Tras este nuevo desastre, se pensó entonces en un tipo de torres menos vulnerables a los sismos. Fue así como el arquitecto Manuel Gómez Ibarra (discípulo de José Gutiérrez y ayudante suyo en la construcción del Sagrario y del Hospicio Cabañas, obras que le tocó concluir ante la ausencia de su maestro), adicto al gusto neogótico que había surgido en Europa como respuesta al neoclasicismo imperante, ideó las torres cónicas que, desde 1854 y hasta la fecha, coronan a la catedral y las cuales, según la leyenda, le fueron sugeridas por el obispo tapatío Diego Aranda y Carpinteiro, quien habría descubierto esta imagen en un platón mientras almorzaba. En su fabricación, Gómez Ibarra empleó piedra pómez, material de gran ligereza, y las recubrió con un tipo de azulejo que, desde Sayula, volvió regionalmente famoso a don Epigmenio Vargas, el creador de la muy apreciada «loza Vargas». Aun cuando la aceptación y la popularidad de éstas son indudables, también han recibido puyas, de las cuales tal vez la más dura haya sido la que le lanzó Salvador Novo, quien las comparó con «dos ku-klux-klanes».6

La imagen actual del templo mayor de los tapatíos es un encuentro de estilos, caprichos, gustos, desastres naturales, calamidades humanas, etcétera. Los temblores de 1749 destruyeron parte de la portada original. A principios del siglo XIX, por orden del obispo Juan Ruiz de Cabañas, los altares barrocos fueron destruidos para reemplazarlos por retablos neoclásicos.
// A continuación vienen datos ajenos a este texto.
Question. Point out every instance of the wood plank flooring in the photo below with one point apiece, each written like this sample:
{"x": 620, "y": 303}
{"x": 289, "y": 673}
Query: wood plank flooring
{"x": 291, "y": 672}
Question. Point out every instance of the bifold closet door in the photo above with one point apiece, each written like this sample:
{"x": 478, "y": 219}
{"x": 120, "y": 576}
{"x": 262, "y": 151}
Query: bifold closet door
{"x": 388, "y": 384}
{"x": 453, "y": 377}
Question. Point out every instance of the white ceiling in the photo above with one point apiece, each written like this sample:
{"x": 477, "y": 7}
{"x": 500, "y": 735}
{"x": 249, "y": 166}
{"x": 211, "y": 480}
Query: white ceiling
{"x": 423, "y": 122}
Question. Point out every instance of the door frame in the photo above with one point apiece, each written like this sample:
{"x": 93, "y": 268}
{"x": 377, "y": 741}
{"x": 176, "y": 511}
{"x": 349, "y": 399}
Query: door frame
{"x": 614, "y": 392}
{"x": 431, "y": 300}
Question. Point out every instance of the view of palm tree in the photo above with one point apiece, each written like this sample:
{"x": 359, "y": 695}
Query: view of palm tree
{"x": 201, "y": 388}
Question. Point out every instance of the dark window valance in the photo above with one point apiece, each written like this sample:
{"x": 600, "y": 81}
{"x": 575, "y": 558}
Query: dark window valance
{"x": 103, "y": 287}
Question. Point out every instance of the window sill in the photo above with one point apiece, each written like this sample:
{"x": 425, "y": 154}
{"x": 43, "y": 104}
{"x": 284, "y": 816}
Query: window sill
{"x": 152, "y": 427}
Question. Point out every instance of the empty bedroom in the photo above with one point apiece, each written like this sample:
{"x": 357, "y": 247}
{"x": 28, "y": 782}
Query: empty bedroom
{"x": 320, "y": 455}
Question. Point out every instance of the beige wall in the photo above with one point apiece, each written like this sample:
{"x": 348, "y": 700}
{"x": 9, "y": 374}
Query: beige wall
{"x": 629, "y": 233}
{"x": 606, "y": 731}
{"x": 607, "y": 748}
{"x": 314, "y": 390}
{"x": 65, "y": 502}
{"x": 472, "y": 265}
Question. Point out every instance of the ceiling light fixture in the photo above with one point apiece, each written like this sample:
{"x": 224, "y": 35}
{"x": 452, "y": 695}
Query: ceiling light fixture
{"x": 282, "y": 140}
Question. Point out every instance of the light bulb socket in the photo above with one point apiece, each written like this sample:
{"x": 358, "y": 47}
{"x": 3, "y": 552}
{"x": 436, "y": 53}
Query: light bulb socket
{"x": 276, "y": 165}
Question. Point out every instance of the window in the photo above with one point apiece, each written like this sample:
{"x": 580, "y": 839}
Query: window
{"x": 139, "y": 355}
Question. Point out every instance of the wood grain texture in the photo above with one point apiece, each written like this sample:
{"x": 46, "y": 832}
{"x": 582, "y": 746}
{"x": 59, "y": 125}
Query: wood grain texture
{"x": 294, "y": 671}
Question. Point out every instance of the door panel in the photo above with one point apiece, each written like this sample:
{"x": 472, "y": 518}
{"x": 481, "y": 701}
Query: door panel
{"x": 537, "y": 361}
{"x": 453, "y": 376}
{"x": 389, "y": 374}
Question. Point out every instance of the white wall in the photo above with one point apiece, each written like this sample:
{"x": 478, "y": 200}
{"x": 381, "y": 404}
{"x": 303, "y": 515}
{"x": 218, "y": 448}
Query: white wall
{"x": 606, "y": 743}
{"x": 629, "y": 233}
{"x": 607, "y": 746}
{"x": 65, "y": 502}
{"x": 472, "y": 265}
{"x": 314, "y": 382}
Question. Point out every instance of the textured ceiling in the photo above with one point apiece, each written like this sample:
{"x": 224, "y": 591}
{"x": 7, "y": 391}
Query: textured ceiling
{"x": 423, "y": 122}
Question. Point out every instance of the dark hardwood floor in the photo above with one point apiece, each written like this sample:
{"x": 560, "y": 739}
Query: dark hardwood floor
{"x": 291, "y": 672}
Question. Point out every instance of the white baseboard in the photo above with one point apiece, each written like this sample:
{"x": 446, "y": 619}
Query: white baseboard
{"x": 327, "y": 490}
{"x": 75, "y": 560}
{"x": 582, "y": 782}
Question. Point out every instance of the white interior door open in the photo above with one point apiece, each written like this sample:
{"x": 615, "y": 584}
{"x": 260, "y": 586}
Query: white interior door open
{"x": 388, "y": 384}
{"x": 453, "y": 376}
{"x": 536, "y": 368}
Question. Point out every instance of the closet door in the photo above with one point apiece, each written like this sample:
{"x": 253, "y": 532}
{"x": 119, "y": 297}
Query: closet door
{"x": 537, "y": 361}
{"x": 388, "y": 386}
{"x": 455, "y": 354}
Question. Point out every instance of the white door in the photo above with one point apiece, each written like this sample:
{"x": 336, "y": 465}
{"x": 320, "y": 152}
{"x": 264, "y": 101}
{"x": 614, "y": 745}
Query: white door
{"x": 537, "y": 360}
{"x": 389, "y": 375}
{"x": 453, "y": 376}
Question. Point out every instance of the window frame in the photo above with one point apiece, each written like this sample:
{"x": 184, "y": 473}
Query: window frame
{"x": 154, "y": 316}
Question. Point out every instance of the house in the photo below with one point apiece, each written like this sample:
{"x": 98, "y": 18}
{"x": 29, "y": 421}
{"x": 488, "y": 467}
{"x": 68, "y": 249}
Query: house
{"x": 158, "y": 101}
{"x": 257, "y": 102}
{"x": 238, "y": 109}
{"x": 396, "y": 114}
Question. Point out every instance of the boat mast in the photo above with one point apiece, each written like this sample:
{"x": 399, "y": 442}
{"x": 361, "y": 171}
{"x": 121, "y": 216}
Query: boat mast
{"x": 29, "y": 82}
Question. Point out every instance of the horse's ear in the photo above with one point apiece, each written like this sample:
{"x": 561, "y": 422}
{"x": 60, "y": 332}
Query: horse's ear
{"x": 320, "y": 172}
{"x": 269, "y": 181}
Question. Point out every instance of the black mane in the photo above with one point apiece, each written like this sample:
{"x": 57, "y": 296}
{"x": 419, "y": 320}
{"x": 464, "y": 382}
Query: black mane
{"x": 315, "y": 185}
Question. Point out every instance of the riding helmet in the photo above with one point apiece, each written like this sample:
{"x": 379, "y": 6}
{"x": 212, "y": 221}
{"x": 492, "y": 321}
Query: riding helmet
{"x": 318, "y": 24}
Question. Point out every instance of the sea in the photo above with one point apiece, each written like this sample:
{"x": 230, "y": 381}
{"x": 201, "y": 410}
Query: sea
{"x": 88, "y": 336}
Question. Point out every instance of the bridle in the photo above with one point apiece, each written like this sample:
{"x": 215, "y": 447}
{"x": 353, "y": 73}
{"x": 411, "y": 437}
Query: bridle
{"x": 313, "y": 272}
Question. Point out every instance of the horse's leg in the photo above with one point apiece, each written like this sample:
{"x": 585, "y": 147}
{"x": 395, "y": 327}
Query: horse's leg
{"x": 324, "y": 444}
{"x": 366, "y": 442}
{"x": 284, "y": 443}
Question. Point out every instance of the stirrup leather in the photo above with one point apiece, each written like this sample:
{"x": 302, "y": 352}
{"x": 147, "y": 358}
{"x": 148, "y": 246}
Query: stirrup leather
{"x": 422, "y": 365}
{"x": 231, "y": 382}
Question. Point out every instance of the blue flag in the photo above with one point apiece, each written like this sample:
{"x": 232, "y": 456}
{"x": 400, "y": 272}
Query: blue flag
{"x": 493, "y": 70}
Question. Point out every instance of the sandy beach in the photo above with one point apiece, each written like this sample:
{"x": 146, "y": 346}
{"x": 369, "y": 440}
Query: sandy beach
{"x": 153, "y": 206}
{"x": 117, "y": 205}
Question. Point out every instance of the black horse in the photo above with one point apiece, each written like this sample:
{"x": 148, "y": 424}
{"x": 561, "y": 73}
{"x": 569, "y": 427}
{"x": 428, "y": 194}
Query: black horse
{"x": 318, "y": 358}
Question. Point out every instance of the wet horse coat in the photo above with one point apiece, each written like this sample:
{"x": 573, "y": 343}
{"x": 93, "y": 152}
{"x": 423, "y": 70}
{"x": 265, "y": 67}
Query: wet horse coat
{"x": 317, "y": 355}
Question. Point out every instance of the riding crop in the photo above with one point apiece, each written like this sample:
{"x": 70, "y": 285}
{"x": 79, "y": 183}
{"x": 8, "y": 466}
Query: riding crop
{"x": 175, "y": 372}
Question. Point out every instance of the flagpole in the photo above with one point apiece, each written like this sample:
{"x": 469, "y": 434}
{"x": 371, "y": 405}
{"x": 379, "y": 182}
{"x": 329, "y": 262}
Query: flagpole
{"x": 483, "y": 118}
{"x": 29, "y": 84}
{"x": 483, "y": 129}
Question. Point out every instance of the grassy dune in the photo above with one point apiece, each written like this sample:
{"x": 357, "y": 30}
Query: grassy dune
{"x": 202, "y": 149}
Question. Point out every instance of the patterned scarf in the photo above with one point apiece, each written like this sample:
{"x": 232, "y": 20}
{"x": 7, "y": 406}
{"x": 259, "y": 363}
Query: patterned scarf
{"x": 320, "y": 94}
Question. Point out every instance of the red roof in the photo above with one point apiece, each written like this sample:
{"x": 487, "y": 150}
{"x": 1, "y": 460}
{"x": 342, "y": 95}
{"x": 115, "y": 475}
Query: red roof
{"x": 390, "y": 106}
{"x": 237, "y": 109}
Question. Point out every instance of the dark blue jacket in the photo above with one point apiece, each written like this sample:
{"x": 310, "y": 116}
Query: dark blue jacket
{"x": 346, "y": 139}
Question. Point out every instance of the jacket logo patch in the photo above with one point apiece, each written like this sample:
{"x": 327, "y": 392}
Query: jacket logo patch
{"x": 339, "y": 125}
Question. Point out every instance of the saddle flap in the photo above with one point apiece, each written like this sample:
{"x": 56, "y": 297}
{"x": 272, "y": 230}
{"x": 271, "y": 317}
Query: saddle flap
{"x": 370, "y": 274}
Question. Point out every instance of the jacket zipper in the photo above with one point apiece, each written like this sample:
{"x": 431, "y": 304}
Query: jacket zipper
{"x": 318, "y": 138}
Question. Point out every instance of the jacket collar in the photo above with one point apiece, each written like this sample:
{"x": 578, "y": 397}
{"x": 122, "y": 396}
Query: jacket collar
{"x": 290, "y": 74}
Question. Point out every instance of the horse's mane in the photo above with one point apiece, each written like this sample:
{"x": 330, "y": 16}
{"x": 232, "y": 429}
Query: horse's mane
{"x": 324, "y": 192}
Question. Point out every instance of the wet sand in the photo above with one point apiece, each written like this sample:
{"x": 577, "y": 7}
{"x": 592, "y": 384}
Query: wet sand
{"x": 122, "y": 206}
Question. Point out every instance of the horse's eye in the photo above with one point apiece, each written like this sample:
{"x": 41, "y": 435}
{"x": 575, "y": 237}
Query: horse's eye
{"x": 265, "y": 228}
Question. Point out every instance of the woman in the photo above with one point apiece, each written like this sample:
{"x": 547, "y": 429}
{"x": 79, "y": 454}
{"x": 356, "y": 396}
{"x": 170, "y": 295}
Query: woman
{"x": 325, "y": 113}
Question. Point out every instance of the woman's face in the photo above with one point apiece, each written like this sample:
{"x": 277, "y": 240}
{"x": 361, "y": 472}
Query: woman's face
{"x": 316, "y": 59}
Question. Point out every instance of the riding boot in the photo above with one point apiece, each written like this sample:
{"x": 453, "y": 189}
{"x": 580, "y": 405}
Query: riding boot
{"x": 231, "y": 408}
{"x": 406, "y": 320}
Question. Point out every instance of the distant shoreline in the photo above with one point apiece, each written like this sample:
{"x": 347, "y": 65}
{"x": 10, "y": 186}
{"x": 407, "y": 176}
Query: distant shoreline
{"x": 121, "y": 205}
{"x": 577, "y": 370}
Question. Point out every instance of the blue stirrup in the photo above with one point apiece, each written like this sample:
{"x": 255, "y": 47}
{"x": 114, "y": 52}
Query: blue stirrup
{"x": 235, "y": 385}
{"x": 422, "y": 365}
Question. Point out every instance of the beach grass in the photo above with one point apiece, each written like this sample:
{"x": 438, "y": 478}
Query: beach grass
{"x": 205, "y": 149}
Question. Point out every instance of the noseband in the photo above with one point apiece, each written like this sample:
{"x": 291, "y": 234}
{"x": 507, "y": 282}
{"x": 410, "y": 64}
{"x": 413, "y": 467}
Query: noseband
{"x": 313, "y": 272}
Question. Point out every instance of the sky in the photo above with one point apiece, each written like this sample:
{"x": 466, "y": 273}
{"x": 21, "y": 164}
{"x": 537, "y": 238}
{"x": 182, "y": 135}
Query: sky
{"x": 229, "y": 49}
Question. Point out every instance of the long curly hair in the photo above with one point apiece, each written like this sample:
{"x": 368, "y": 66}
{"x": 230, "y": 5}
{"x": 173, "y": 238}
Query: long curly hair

En 1860, durante la guerra de Reforma, el general conservador Severo Castillo mandó fundir el ciprés (altar mayor) de plata, el cual fue reemplazado en 1863 por uno de mármol de Carrara7 que, 129 años después, fue arrancado (en marzo de 1992) porque, según el finado arzobispo Juan Jesús Posadas Ocampo, «estorbaba», era una obra «obsoleta» y «sin sentido».8 En 1888, año de la llegada del tren a Guadalajara, se empezó a enjarrar y pintar la fachada, «en color ocre rebajado con blanco». En 1943, Díaz Morales, con la anuencia del arzobispo José Garibi Rivera, comienza a hacer el proceso contrario (retirar los enjarres), chapea con cantera las partes que estaban hechas de otros materiales y aun se toma libertades como la de alinear a su gusto los óculos enrejados del frente. Antes, a sugerencia del canónigo José Ruiz Medrano, los vidrios transparentes de los ventanales fueron sustituidos por vitrales policromos, impropios para una iglesia barroca. En 1915, con el fin de mejorar la vialidad de la por entonces angosta calle de Alcalde, un predecesor de Jesús González Gallo (Manuel M. Diéguez) mandó suprimir el hermoso atrio.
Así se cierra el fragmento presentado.